ABSTRACT
Background The nucleus accumbens (NAc) controls multiple facets of impulsivity, but is a heterogeneous brain region with diverse microcircuitry. Prior literature links impulsive behavior in rodents to gamma aminobutyric acid (GABA) signaling in the NAc. Here, we studied the regulation of impulsive behavior by fast-spiking interneurons (FSIs), a strong source of GABAergic synaptic inhibition in the NAc.
Methods Male and female transgenic mice expressing Cre recombinase in FSIs allowed us identify these sparsely distributed cells in the NAc. We used the 5-choice serial reaction time (5-CSRT) task to measure both impulsive action and sustained attention. During the 5-CSRT task, we monitored FSI activity with fiber photometry calcium imaging, and manipulated FSI activity with chemogenetics. We used electrophysiology, optogenetics, and fluorescent in situ hybridization to confirm these methods were robust and specific to FSIs.

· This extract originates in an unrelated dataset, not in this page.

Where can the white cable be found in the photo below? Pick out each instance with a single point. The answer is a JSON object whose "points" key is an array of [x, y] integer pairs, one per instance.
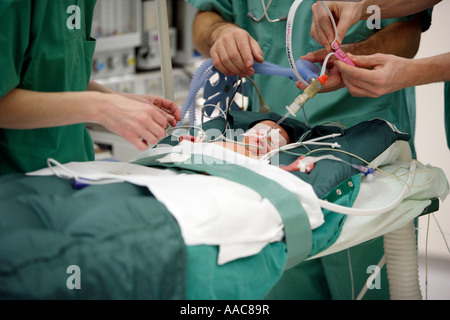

Results In mice performing the 5-CSRT task, NAc FSIs showed sustained activity on trials ending with correct responses. In contrast, FSI activity declined over time on trials ending with premature responses, as well as trials in which responses were omitted. Chemogenetic inhibition of NAc FSIs did not change response latencies or general locomotor activity, but significantly increased the number of premature responses, while the number of omission trials either remained constant or decreased.
Conclusions These experiments provide strong evidence that NAc FSIs constrain impulsive actions, most likely by GABA-mediated synaptic inhibition of medium spiny neuron output. Our findings may provide insight into the pathophysiology of impulse control disorders, and inform the development of circuit-based therapeutic interventions.